# Campy Clothing



## MMsRepBike (Apr 1, 2014)

https://www.campagnolo.com/WW/en/store/mens_cycling_apparel











No pictures or good descriptions of their chamois pads.

I guess they think that nobody knows or cares whats going on there. Looks like basic crap anyway.


----------



## pmf (Feb 23, 2004)

My God ... what's next ... Mavic shoes?


----------



## hfc (Jan 24, 2003)

I have a sweet black Campy polo shirt. I wear it when my “Bike Nerd” t-shirt is in the wash.


----------



## DaveG (Feb 4, 2004)

I have a pair of Campagnolo Tech Motion bibs that I bought 5-6 years ago. I liked the chamois but the overall fit of the bibs was odd


----------



## JCavilia (Sep 12, 2005)

"Campy clothing." I thought of something like this:


----------



## velodog (Sep 26, 2007)

JCavilia said:


> "Campy clothing." I thought of something like this:
> View attachment 321371



You must spread some Reputation around before giving it to JCavilia again.


----------



## hfc (Jan 24, 2003)

Yeah baby yeah!

When you think about it though, not that much different from bike clothes. A little less aero I suppose.


----------



## DaveG (Feb 4, 2004)

hfc said:


> Yeah baby yeah!
> 
> When you think about it though, not that much different from bike clothes. A little less aero I suppose.


Actually that middle outfit offers some real benefits when it come to visibility


----------



## No Time Toulouse (Sep 7, 2016)

DaveG said:


> Actually that middle outfit offers some real benefits when it come to visibility


...but not for aerodynamics.


----------



## JCavilia (Sep 12, 2005)

hfc said:


> Yeah baby yeah!
> 
> When you think about it though, not that much different from bike clothes. A little less aero I suppose.


I need to find out whether those platform boots will take Look-style cleats . . .


----------



## velodog (Sep 26, 2007)

JCavilia said:


> I need to find out whether those platform boots will take Look-style cleats . . .


They'd probably work better with SPD mountain bike cleats.


----------



## kbwh (May 28, 2010)

pmf said:


> My God ... what's next ... Mavic shoes?


Wikipedia: *Mavic is a French bicycle parts manufacturer (its name an acronym for Manufacture d'Articles Vélocipédiques Idoux et Chanel), founded by Charles Idoux and Lucien Chanel. 

*Company name basicly states that they manufacture "cycling articles". What's next? An electronic gear system?
https://en.wikipedia.org/wiki/Mavic

--

The Campag clothes seem to me to be too many for men and too few for women, but not "basic crap". Mid to high end, rather.


----------



## MMsRepBike (Apr 1, 2014)

kbwh said:


> The Campag clothes seem to me to be too many for men and too few for women, but not "basic crap". Mid to high end, rather.
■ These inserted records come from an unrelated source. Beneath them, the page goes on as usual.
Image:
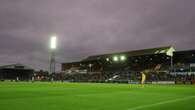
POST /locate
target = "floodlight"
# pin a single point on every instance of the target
(122, 58)
(115, 58)
(53, 42)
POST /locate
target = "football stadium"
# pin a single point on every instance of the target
(97, 54)
(107, 82)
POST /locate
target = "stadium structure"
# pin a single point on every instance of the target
(159, 64)
(16, 72)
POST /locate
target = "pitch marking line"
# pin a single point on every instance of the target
(161, 103)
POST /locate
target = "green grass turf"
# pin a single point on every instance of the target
(85, 96)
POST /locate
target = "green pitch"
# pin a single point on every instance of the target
(85, 96)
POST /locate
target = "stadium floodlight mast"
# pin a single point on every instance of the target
(53, 46)
(122, 58)
(115, 58)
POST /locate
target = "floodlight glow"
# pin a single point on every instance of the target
(53, 42)
(107, 59)
(115, 58)
(122, 58)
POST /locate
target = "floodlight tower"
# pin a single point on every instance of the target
(53, 43)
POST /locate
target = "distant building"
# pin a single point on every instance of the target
(16, 72)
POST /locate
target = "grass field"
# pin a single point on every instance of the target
(85, 96)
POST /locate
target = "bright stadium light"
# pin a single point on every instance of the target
(107, 59)
(122, 58)
(115, 58)
(53, 42)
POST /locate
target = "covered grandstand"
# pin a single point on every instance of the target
(162, 63)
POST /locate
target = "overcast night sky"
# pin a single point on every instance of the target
(88, 27)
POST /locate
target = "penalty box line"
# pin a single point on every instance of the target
(162, 103)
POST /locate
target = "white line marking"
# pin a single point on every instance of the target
(161, 103)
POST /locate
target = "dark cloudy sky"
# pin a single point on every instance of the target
(86, 27)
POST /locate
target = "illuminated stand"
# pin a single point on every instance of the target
(52, 57)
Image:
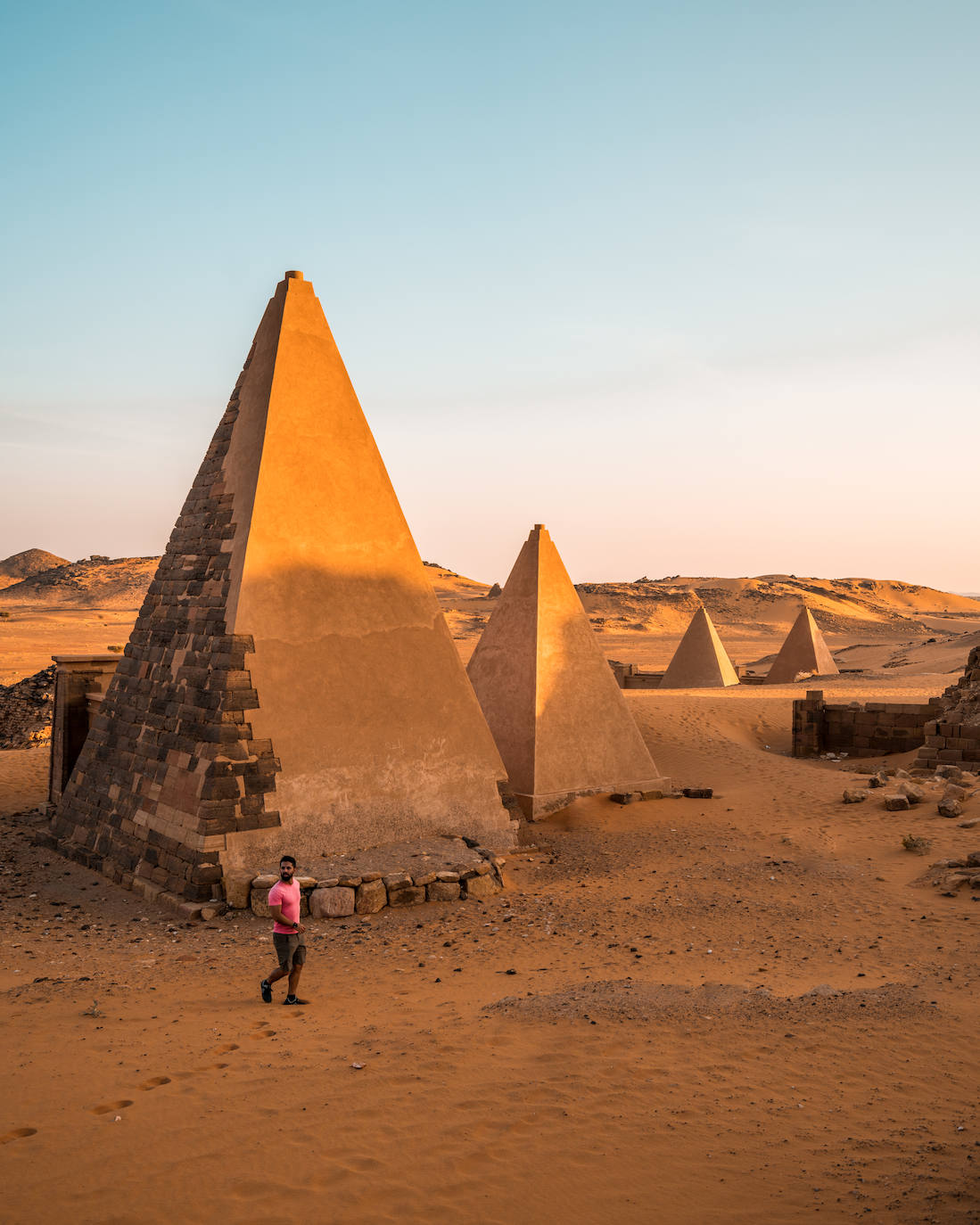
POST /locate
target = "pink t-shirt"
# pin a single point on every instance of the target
(285, 896)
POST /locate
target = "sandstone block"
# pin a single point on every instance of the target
(332, 903)
(442, 891)
(371, 897)
(481, 887)
(895, 802)
(406, 894)
(236, 890)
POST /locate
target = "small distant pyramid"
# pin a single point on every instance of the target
(803, 652)
(560, 720)
(700, 662)
(291, 683)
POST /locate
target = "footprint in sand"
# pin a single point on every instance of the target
(154, 1081)
(19, 1133)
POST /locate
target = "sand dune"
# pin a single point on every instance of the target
(741, 1009)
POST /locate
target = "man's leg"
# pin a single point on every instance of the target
(294, 976)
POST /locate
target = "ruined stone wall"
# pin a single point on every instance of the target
(169, 766)
(861, 730)
(954, 736)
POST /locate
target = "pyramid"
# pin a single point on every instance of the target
(560, 720)
(291, 684)
(803, 651)
(700, 662)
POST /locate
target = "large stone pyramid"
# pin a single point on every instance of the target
(700, 662)
(291, 684)
(803, 651)
(557, 716)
Basic crap was talking about the chamois pads.

Look at the front of them, even the most high end ones. Look like women's shorts.

You should know as well as anyone how Assos does the front of the shorts vs. this basic crap that Campy is doing that's been done for ages. No privates coverage. Seems right over the privates. No pocket for the privates.

What men's underwear do you see with no pocket for the privates? 

Their chamois look like basic old fully stitched in pads with no privates provisions. Basic crap.


----------



## kbwh (May 28, 2010)

To be honest I havent paid much attention to the shorts. There really is no substitute for Assos.


----------